The northern beach at Sinemorets is where the Veleka joins the Black Sea, forming the only fresh water protected bay in Bulgaria. The beach is extremely beautiful – the river flows from the thickly forested slopes of the Strandzha, and empties into the sea through a narrow channel at the northern end of the bay. Picturesque cliffs overlook the spot, and one of them, at the southern end of the bay, is called The Sphinx because it resembles, well, a sphinx.
Swimming at the southern bay at Sinemorets, Butamyata, is easier and it shows. It is more developed, with lines of beach umbrellas on the sand, and a tavern booming out music, and the strong smell of fried fish.
When you are at Butamyata, you might notice a steady stream of people climbing up and down a tiny path in the rocks. Follow them. This is the beginning of the Sinemorets-Rezovo eco path, which leads along the shore and explains, with detailed information boards, the diverse and picturesque geological phenomena sculpted by the sea waves out of volcanic eruptions that occurred about 80 million years ago.
The crowds in the first few kilometres are not interested in the geology as most of them only take the eco path as it leads to the last undeveloped beach on the southern Bulgarian Black Sea.
Silistar is the last piece of sand on the Bulgarian Black Sea coast where you can spread your beach towel
Listi Beach is a long, pristine stretch of sand, protected by rising cliffs, the Strandzha forest and the fact that there is no track leading to it. Nature lovers and campers are a fixture here, staying for days in tents and, when you see the beach, you will understand why.
Silistar Beach, the last on Bulgarian territory, is farther along the eco path, but it can also be reached by car, via the road to Rezovo.
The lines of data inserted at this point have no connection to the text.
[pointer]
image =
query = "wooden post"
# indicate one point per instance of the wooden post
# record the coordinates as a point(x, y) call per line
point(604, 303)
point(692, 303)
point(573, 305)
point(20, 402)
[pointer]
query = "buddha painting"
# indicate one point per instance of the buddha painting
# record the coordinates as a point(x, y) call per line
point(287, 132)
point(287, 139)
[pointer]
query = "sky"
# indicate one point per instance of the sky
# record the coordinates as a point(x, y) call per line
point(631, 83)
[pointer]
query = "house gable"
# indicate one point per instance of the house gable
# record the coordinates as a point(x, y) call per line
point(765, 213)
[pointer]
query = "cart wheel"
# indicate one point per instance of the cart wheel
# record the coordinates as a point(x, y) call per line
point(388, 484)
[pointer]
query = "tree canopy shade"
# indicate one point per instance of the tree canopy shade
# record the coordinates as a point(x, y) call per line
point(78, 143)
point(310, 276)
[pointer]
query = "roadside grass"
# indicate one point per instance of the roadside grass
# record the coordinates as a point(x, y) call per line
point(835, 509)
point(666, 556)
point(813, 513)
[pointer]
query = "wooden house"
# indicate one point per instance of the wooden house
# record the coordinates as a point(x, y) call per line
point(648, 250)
It is beautiful, but far more commercialised, with a camping site, a tavern and a forest of umbrellas taking up a good portion of the sand.
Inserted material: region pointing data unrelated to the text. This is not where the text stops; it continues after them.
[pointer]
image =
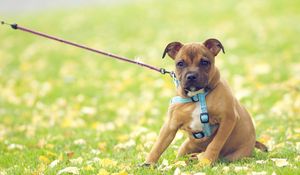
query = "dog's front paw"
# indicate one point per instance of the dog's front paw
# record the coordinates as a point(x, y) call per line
point(203, 160)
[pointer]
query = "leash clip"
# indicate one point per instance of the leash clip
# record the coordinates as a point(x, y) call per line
point(195, 100)
point(204, 117)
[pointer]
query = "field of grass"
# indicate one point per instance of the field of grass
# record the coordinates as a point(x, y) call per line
point(63, 107)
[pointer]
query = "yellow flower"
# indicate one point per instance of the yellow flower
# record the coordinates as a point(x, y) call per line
point(107, 162)
point(103, 172)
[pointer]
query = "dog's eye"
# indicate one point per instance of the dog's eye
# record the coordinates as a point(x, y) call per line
point(180, 64)
point(204, 63)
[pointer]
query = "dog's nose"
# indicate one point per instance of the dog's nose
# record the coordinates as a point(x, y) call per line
point(191, 76)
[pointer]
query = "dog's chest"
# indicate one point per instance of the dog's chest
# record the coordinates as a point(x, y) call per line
point(195, 123)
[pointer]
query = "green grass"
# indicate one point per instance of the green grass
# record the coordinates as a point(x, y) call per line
point(52, 95)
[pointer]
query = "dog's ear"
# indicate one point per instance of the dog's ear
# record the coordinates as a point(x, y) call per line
point(172, 49)
point(214, 46)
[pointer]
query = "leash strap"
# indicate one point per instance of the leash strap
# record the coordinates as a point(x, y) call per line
point(18, 27)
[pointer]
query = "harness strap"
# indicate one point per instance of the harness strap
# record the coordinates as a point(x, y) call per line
point(204, 117)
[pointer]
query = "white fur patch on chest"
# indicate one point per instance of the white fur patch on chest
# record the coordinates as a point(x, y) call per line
point(195, 124)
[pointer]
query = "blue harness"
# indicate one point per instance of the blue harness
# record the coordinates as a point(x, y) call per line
point(204, 117)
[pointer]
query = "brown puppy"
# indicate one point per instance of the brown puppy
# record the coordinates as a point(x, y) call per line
point(234, 137)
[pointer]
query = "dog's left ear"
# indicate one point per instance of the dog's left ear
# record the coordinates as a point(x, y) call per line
point(172, 49)
point(214, 46)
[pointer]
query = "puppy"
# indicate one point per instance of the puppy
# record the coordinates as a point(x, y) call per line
point(233, 134)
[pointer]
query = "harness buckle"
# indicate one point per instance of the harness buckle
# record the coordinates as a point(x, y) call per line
point(204, 117)
point(194, 99)
point(199, 135)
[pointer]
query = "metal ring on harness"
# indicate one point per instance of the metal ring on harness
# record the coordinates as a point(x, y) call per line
point(194, 99)
point(204, 117)
point(199, 135)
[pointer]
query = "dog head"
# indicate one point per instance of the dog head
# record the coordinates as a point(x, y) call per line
point(195, 64)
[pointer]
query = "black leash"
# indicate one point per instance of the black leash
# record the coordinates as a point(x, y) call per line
point(18, 27)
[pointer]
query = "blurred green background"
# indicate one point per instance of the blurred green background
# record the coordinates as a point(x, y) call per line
point(98, 115)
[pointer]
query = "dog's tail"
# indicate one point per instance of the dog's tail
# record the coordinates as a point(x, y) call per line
point(261, 146)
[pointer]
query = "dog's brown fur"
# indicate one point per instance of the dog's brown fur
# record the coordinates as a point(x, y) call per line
point(235, 136)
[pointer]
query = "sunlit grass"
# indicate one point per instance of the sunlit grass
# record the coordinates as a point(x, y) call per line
point(62, 103)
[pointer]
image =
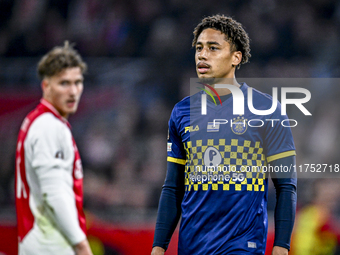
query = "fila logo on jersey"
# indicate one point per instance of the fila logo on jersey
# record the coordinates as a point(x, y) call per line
point(191, 128)
point(169, 145)
point(59, 154)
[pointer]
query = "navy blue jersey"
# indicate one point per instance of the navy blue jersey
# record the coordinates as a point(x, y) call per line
point(224, 208)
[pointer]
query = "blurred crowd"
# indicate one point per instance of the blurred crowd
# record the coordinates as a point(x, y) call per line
point(140, 64)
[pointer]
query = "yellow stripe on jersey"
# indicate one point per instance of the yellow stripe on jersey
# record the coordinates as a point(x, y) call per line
point(176, 160)
point(281, 155)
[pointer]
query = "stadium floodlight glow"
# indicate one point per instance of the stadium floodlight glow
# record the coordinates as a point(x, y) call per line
point(238, 100)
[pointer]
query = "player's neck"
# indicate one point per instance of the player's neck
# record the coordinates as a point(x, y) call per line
point(225, 91)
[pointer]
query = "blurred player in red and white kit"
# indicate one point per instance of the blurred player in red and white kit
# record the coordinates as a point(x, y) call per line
point(49, 177)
If you love walking, there is more around Sinemorets.
Another, and very easy, eco path starts from the northern end of the north beach and leads all the way to Ahtopol. Like the eco path to Rezovo, it incorporates beautiful scenery and more volcanic geology.
For the more adventurous, there is the eco path upstream of the Veleka River. Follow it for the experience of wild forests, clear water and the joy of reaching the village of Brodilovo, deep in the Strandzha, on foot.
Swimming is the last thing to do in Rezovo. The village is located at the northern end of a deep and seductive bay, but most of it is in Turkey. People visit Rezovo mostly for the opportunity to have a selfie in front of the Bulgarian and Turkish flags at the mouth of Rezovska River, defying the sings that ban taking photos of "foreign territory."
The mouth of the Rezovska forms the border with Turkey
In the 1980s, Bulgaria and Turkey were on the verge of a military conflict over the mouth of the Rezovska River. The reason: the middle of the river defines the marine border between the two and the areas where the valuable turbot can be fished. To enhance the chances of their respective fishermen, both countries started to divert the course of the Rezovska by pouring tetrapods into it. When they finally stopped, the mouth of the river had changed beyond recognition, and remains so to this day.
In the 1990s, the Bulgarian government entertained the idea of opening a border crossing point at Rezovo, but this is yet to happen. This is why, when you reach Rezovo, your journey along Strandzha's coast is over.